Bessie did not understand, and said so; and the captain, taking her up in his arms, tried to explain the use and working of the dials to the little girls; but it was rather a difficult matter for them to take in, and I do not know that he made it very clear to them.
“But I want to know about that man,” said Maggie: “does he have to walk here and look at these things all the time?”
“All the time,” said Captain Brooks.
“Doesn’t he eat and sleep?” asked Belle.
“Oh! to be sure,” said the captain. “I said he was here all the time; but I should have said a man was here all the time; for there is another who takes his turn while this one rests.”
“But are you not tired sometimes?” Bessie asked of the man, who just then came to the end of the platform where she was.
He nodded assent as he turned, but made no answer in words, did not even smile, being a grum-looking man, and seeming altogether intent on his dials.
“He’s not very polite just to nod at you and not speak,” said Lily.
“It is against the rule of the ship for him to talk while he is on duty, and he always keeps the rule,” said the captain.
“Oh!” said Maggie, her pity more than ever roused for the object of her interest: “does he have to walk on this little bit of a place with nothing to amuse him, and can’t even talk?

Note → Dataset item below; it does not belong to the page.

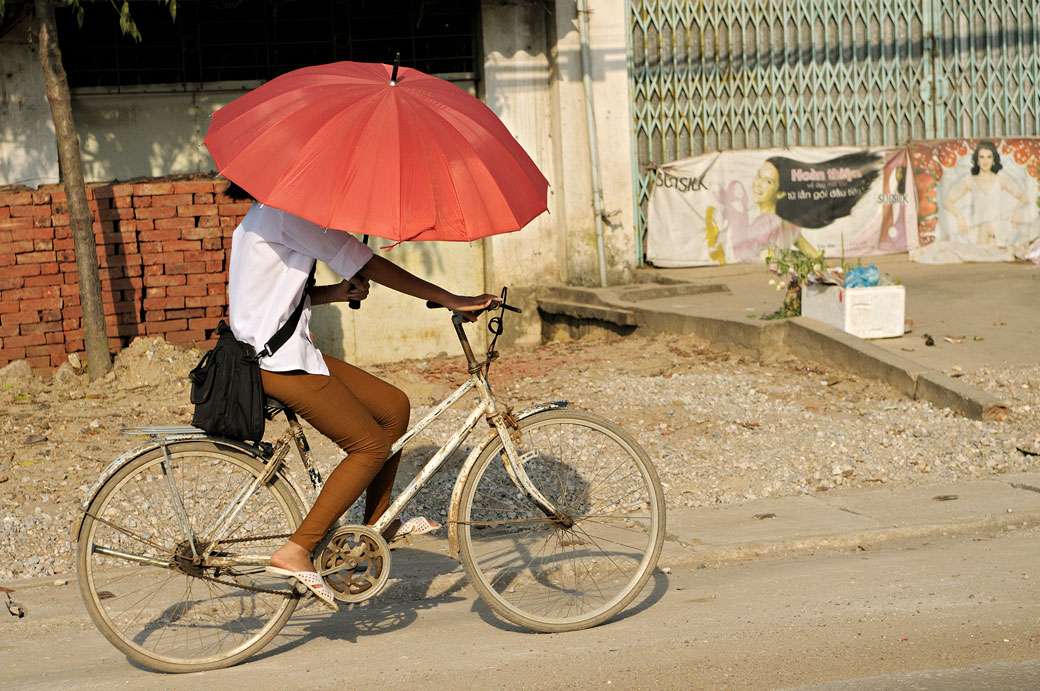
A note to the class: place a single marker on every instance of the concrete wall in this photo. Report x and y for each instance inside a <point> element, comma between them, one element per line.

I think that is pretty hard: I never could do it.”
“But if he were talking and chatting with every one who came along, and thinking only of his own amusement, he would forget his work and have his attention taken off from those plates which it is his business to watch constantly,” said the captain.
“And then we’d be blown up or burnt up or drowned or something,” said Maggie.
“Not as bad as that, I hope,” said Captain Brooks, smiling; “but something might readily go wrong before he perceived it.”
“It seems like watching conscience all the time for fear we do something naughty,” said Bessie, who had been thoughtfully regarding the man since she last spoke. “If we forget conscience, or don’t pay attention where it points, we can be naughty before we know it.”
“Just so,” said the captain, looking at her half in amusement, half in surprise; “but tell me, little one, do you find some moral lesson in every thing?”
“I don’t know what ‘moral’ is, sir,” said Bessie, demurely; “but I think that man is a pretty good lesson to us.”
Here roguish Lily, for whom the prospect of being “blown up or burnt up or drowned or something,” did not seem to have any terrors, and who had been all this time trying to distract the watchman’s attention by shaking her head and finger at him, flirting her pocket-handkerchief, and giving little squeaks and “hems,” all without any avail, suddenly astonished him and accomplished her object, by firing a paper pellet which hit him directly between the eyes. The gruff old fellow only gave her a growl in return, however, and recommenced his pacing up and down; but Lily went capering about in an ecstasy of delight at her unlooked-for success, till the captain, who could not help laughing, called her to order with, —
“Here, here, you elf! have done with your monkey tricks, or I shall shut you up in a cage till we get to shore.”
“You’ve none large enough,” said laughing Lily.
“There are plenty of hencoops on board,” said the captain, pretending to look fierce, “and carpenters too, to make any sized cage I may order. You had better look out.”